# Train your model on your own data with sdtm-mapper

March 15, 2019
## 1. About

  This is a demo for training your model on your own data with pre-built models using python package `sdtm-mapper`. 
  Hyperparameter tuning part will be covered in the different tutorial.


## 2. Steps

  *     You may want to select GPU instance.
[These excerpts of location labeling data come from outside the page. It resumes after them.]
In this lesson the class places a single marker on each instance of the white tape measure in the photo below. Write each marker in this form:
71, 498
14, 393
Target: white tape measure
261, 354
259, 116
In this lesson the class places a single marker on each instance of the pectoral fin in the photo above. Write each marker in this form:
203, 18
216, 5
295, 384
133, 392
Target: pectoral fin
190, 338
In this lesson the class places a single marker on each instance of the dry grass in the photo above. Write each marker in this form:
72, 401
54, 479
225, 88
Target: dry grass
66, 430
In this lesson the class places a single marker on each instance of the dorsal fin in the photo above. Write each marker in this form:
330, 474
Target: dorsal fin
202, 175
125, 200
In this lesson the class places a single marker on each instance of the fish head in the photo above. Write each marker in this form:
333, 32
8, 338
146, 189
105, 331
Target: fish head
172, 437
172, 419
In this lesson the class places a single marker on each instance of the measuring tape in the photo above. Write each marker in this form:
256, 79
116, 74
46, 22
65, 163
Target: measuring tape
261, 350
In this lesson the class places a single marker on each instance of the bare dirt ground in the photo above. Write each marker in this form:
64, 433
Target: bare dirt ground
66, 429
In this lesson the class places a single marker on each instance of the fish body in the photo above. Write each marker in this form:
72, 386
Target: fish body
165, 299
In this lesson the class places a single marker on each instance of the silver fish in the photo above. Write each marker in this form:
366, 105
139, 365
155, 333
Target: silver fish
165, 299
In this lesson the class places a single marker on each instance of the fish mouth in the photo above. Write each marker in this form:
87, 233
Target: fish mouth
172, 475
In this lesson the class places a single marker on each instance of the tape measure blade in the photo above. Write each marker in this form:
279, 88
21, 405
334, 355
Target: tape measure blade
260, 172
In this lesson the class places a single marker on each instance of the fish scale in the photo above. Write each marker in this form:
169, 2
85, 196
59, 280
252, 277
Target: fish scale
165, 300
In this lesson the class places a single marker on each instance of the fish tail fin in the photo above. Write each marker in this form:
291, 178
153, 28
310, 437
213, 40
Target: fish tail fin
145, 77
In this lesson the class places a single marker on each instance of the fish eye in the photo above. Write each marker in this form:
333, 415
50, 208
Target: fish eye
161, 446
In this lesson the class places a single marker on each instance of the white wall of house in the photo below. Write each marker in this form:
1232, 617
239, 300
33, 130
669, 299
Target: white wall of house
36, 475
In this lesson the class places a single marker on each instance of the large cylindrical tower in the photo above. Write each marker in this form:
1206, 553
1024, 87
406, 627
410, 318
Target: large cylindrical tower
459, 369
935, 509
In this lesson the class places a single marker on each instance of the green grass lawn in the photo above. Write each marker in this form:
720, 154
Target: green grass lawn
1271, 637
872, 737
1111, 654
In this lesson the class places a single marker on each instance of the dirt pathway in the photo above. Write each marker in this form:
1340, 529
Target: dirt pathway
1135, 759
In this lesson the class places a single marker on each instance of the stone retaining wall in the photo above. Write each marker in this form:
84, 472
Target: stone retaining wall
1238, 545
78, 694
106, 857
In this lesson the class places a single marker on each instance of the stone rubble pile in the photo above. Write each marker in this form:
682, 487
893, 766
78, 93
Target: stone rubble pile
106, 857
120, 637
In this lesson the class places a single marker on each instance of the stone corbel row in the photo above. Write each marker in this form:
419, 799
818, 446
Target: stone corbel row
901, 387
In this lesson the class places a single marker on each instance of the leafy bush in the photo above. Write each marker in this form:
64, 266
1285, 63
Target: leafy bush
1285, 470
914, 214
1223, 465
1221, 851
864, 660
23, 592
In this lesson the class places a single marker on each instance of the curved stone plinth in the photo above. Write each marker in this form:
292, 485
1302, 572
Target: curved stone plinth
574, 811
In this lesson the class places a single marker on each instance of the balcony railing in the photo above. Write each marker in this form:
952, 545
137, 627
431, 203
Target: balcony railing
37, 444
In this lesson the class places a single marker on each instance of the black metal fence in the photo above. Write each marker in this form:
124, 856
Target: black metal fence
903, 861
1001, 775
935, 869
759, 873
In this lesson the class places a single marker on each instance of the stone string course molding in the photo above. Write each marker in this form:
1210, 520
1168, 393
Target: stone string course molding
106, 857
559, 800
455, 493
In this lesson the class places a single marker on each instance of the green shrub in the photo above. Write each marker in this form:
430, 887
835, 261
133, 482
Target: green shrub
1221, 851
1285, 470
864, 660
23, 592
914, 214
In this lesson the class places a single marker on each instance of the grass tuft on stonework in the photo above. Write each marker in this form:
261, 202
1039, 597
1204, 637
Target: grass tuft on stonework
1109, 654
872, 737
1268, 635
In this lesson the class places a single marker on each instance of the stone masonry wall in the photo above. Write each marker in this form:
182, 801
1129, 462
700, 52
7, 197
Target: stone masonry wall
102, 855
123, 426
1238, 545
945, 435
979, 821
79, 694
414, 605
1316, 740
In Google Colab, go to 'Runtime' $\rightarrow$ 'Change runtime  type' $\rightarrow$ select `GPU`.
  * Load your training, validation, and test dataset in csv files.
  
  * select which pre-build model you want to use, OR you can add your own model architecture, or adjust hyperparameter settings in SDTMModel class.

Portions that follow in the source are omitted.